Quelle: Swissgrid.
Quelle: Swissgrid.

Der Einbezug der Schweiz in die Kapazitätsberechnung für grenzüberschreitenden Stromhandel in Zentraleuropa verbessert die Netzstabilität, ersetzt aber kein Stromabkommen.

Die Schweiz wird künftig in die Kapazitätsberechnung für den grenzüberschreitenden Stromhandel in Zentraleuropa einbezogen. Swissgrid und die Übertragungsnetzbetreiber der Region «Core» haben einen entsprechenden privatrechtlichen Vertrag unterzeichnet. Dieser regelt die Bestimmung der Grenzkapazitäten an den Schweizer Nordgrenzen. Die Regulierungsbehörden der beteiligten Länder haben die Methodik im Oktober 2024 genehmigt.
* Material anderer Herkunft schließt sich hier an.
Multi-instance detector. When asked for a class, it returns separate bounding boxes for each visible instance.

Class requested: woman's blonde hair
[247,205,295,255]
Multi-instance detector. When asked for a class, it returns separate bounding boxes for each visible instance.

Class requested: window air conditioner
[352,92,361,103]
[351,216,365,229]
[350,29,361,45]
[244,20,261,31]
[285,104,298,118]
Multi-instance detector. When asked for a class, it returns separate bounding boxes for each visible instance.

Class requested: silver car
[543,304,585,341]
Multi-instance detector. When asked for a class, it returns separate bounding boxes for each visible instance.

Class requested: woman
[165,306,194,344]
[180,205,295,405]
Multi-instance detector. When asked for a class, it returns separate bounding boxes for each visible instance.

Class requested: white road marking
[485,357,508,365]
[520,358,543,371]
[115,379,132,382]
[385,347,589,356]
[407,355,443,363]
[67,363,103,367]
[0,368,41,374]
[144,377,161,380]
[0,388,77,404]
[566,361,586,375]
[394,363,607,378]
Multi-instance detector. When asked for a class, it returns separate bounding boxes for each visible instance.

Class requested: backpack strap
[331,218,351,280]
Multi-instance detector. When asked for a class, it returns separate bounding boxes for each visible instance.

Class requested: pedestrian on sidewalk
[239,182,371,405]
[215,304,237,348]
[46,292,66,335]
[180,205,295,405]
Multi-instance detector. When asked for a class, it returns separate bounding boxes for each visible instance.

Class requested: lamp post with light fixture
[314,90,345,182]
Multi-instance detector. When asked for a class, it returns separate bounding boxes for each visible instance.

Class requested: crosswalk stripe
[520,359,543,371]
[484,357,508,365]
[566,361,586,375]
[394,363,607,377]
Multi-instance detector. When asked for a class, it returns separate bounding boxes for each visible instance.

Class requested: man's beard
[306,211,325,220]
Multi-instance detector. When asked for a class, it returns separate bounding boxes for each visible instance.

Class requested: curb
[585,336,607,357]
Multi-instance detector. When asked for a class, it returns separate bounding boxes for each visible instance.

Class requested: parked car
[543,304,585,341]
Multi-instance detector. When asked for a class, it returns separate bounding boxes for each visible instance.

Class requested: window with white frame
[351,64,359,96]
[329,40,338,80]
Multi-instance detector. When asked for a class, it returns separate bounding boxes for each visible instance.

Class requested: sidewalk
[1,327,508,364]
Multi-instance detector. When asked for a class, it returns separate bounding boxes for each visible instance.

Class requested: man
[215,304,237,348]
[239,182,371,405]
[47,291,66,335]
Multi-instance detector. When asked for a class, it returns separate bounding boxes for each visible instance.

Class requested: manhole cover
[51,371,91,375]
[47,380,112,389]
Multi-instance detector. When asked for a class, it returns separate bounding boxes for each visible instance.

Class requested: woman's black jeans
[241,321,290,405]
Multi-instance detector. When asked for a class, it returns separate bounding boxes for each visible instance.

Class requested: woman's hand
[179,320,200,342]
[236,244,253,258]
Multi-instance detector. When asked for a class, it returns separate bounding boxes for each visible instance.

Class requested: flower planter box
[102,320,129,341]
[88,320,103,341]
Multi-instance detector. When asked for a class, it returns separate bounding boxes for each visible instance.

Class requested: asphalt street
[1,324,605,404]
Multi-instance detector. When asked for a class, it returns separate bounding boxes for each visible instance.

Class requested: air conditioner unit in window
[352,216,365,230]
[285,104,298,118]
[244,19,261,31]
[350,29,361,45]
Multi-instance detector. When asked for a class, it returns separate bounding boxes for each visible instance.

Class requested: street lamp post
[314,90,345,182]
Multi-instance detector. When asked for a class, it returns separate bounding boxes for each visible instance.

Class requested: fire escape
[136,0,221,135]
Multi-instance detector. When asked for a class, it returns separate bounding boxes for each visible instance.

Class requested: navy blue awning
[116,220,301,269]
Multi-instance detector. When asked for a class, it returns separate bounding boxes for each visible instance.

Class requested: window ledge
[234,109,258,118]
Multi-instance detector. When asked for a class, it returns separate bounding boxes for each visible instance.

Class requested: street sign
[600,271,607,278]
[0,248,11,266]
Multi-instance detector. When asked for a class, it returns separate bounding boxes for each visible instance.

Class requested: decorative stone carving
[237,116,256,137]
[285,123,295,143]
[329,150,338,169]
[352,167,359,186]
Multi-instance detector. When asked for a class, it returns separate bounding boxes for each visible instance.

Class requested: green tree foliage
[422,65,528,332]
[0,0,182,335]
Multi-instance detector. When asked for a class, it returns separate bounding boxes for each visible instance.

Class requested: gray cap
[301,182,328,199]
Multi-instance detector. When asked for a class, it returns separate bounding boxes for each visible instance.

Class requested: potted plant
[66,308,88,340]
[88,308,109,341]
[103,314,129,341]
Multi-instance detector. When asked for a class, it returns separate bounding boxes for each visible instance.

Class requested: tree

Swissgrid und die Eidgenössische Elektrizitätskommission ElCom haben in den langjährigen Verhandlungen eng zusammengearbeitet und konnten diese nun zu einem erfolgreichen Abschluss bringen. Diese privatrechtlichen Verträge sind allerdings kein Ersatz für ein Stromabkommen zwischen der Schweiz und der EU. Die Methodik, die dem Vertrag zu Grunde liegt, muss jährlich einstimmig von den Regulatoren neu genehmigt werden. Der Abschluss eines Stromabkommens mit der EU bleibt daher unabdingbar.

 

Kapazitätsberechnungsprozesse

In einem Vertrag auf privatrechtlicher Basis haben sich Swissgrid und die Übertragungsnetzbetreiber der Region «Core» auf eine Methodik geeinigt, wie die Schweiz in den Kapazitätsberechnungsprozessen für grenzüberschreitenden Stromhandel berücksichtigt werden soll. Der Prozess gibt vor, wie die Kapazitäten (englisch: Net Transfer Capacity, NTC) an den Grenzen mit Frankreich, Deutschland und Österreich für den Stromimport und -export im Day-ahead-Markt festgelegt werden. Die Verhandlungen begannen im Jahr 2020. Die Freigabe des Vertrags erfolgte Anfang 2024, gefolgt vom Genehmigungsprozess der Core-Regulatoren.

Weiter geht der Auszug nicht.